Мясистая глыба, которую он увидел ранее, находилась на полпути между Синдиэлем и этим строением. С великим облегчением он понял, что пение исходит не от горы плоти, а издали, от громадной колонны. Внимательно разглядев неприятный объект перед собой, Синдиэль убедился, что это было какое-то существо, стражник, вылепленный гемункулами из живой плоти. Он мог разглядеть шрамы на коже, растянутой на вздутых от мышц плечах и толстых икрах. Существо сидело на корточках в середине моста, опустив голову, которая скрывалась из виду между руками, похожими на каменные плиты. Из мощного позвоночника рос целый миниатюрный лес шприцов и бионасосов, которые тихо побулькивали, качая по телу кислотный ихор, которым ему заменили кровь. Синдиэль почувствовал абсурдное облегчение от того, что не видел лица этого создания.
Он осторожно пробрался на мост и почувствовал небольшой прилив отваги от того, что существо не отреагировало на движение. Синдиэль медленно приблизился, ступая так аккуратно, что не издавал даже намека на звук. Стражник слегка пошевелился, и тот застыл на месте. Плач миропевицы по-прежнему ткал в неподвижном воздухе песнь, повествующую о месте, где вся жизнь соединяется внутри мирового духа, где любая боль утихает, а вражда забывается. Из-под рук существа донеслось несколько глубоких вдохов, и оно снова погрузилось в то, что, как надеялся Синдиэль, было беспробудным сном.
По сторонам едва хватало места, чтобы протиснуться мимо этой твари и не задеть ее, но Синдиэль не был готов попробовать другой маршрут, через пруд. Что-то в этой темной недвижимой поверхности казалось еще более опасным, чем сидящий перед ним стражник. Загадочная башня и жалобное пение миропевицы гнали его вперед.
Он двигался со всей возможной осторожностью, преодолевая страх и мягко ступая мимо твари, и успешно преодолел половину пути. От этого он набрался храбрости, несмотря на то, что стражник был ужасно близко, и Синдиэль даже чувствовал исходящее от него животное тепло. Он уже обошел существо и снова вышел на дорожку, когда пение вдруг оборвалось. Нарушитель замер на месте, мечтая стать невидимкой.
Гора плоти рядом с ним взорвалась рыком, его подобные древесным стволам руки обрушились на поверхность моста и замолотили по ней. Из-под громадных плеч на Синдиэля уставилось лицо в маске из черного железа, чьи красные бездушные глаза горели ненавистью ко всему живому. Синдиэль закричал и отскочил назад. Его ноги заскользили по краю зловещего пруда.
Тварь взмахнула загребущими руками, едва различимыми от скорости движения. Синдиэль попытался броситься в сторону, но его ноги были недостаточно быстры, чтобы спастись от взбесившегося чудовища. Оно схватило его и прижало к покрытой шрамами груди с такой силой, что кости затрещали. Челюсти, усеянные железными клыками, сорвали его богатое одеяние, вмиг добравшись до тонкой сетчатой брони под ней. Еще несколько секунд, и щелкающие зубы вонзятся в его плоть.

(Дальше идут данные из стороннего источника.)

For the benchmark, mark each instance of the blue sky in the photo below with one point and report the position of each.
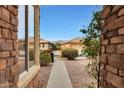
(64, 22)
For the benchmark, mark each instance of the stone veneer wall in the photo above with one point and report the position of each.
(8, 46)
(9, 67)
(112, 47)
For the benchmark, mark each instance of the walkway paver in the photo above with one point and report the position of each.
(59, 77)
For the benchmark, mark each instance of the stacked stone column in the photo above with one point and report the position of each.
(112, 47)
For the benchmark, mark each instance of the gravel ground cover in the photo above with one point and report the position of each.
(78, 74)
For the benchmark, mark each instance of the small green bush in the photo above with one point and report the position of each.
(70, 53)
(31, 54)
(45, 58)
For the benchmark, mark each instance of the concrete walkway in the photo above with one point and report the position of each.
(59, 77)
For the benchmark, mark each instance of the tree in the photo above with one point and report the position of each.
(91, 41)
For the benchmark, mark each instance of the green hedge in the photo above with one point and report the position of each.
(70, 53)
(45, 58)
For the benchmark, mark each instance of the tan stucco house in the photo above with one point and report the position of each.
(73, 43)
(44, 44)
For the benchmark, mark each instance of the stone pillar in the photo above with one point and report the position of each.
(112, 47)
(8, 46)
(36, 33)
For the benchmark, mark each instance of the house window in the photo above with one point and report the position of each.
(26, 37)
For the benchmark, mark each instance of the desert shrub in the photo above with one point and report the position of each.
(31, 54)
(45, 58)
(70, 53)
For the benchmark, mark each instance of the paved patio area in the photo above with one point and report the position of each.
(59, 77)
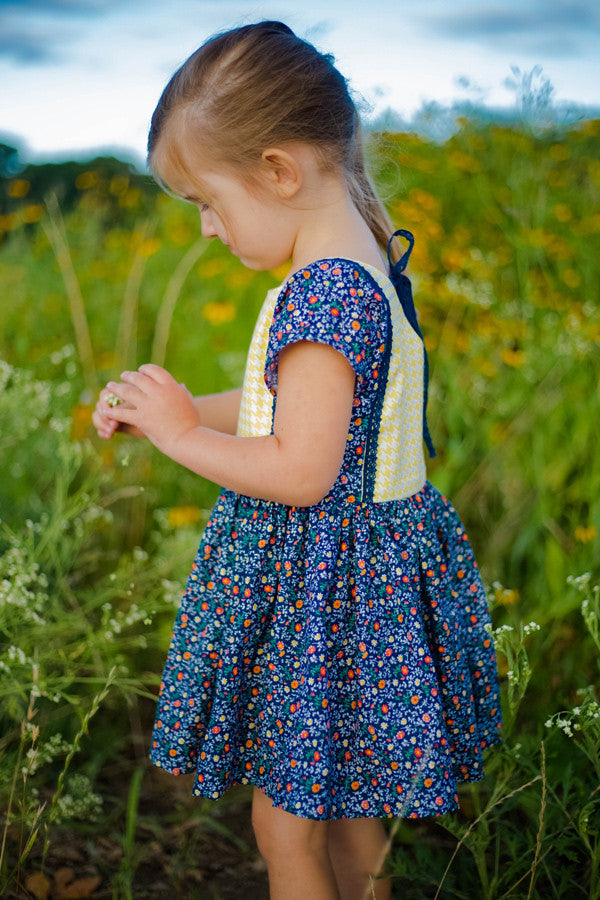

Пистолет выпал из руки Синдиэля в тот же миг, как его схватили. Теперь он в отчаянии попытался ударить монстра свободной рукой. Слабый тычок кулака не оставил и следа на прочной, как железо, плоти, но устройство, все еще закрепленное на его запястье, оказалось куда более эффективным. Невидимые нити тончайшей проволоки выстрелили из скрытого оружия, проскользнули сквозь рукав, пронзили покрытую шрамами шкуру и легко погрузились в плоть, как будто проходя сквозь воду. Стражник снова взревел, выронил покрытого синяками и окровавленного Синдиэля и схватился за крошечную ранку, которую тот проколол в его боку. Шприцы в спине чудовища зашипели, автоматически вводя в кровь коагулянты, чтобы запечатать брешь в шкуре, и стимуляторы, чтобы вызвать у гротескного стражника ярость берсерка.